Curls, lateral raises, leg extensions, leg curls, flyes and other bodybuilding movements have no place in a serious strength-and-conditioning program primarily because they have a blunted neuroendocrine response. A distinctive feature of these relatively worthless movements is that they have no functional analog in everyday life and they work only one joint at a time. Compare this to the deadlift, clean, squat and jerk, which are functional and multi-joint movements.

Start your weightlifting career with the deadlift, clean, squat and jerk then introduce the clean and jerk and snatch. Much of the best weight-training material on the Internet is found on powerlifting sites. Powerlifting is the sport of three lifts: the bench press, squat and deadlift. Powerlifting is a superb start to a lifting program followed later by the more dynamic clean and the jerk and finally the clean and jerk and the snatch.

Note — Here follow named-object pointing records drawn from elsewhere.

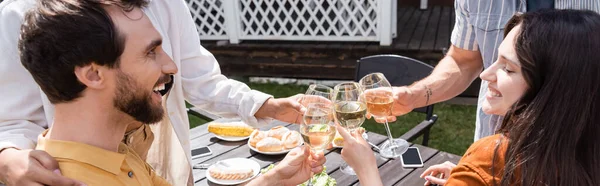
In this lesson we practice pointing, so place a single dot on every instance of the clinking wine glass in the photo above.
(350, 110)
(317, 129)
(379, 99)
(317, 117)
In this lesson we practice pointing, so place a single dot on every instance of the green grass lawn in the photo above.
(453, 131)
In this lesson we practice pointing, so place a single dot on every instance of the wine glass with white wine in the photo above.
(379, 98)
(350, 110)
(318, 129)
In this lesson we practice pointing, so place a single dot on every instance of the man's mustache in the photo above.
(163, 80)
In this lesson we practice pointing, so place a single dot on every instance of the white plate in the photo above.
(239, 163)
(231, 138)
(270, 153)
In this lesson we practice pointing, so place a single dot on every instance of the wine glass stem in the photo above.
(387, 129)
(311, 177)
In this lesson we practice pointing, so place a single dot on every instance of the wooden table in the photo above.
(391, 170)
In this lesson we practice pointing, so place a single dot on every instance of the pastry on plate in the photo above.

The movements that we are recommending are very demanding and very athletic. As a result, they have kept athletes interested and intrigued where the typical fare offered in most gyms (bodybuilding movements) typically bores athletes to distraction. Weightlifting is sport; weight training is not.

Throwing

Our program includes not only weightlifting and powerlifting but also throwing work with medicine balls. The medicine-ball work we favor provides both physical training and general movement practice. We are huge fans of the Dynamax medicine ball and associated throwing exercises. The medicine-ball drills add another potent stimulus for strength, power, speed, coordination, agility, balance and accuracy.

There is a medicine ball game known as Hoover-Ball. It is played with an 8-foot volleyball net and scored like tennis. This game burns three times more calories than tennis and is great fun.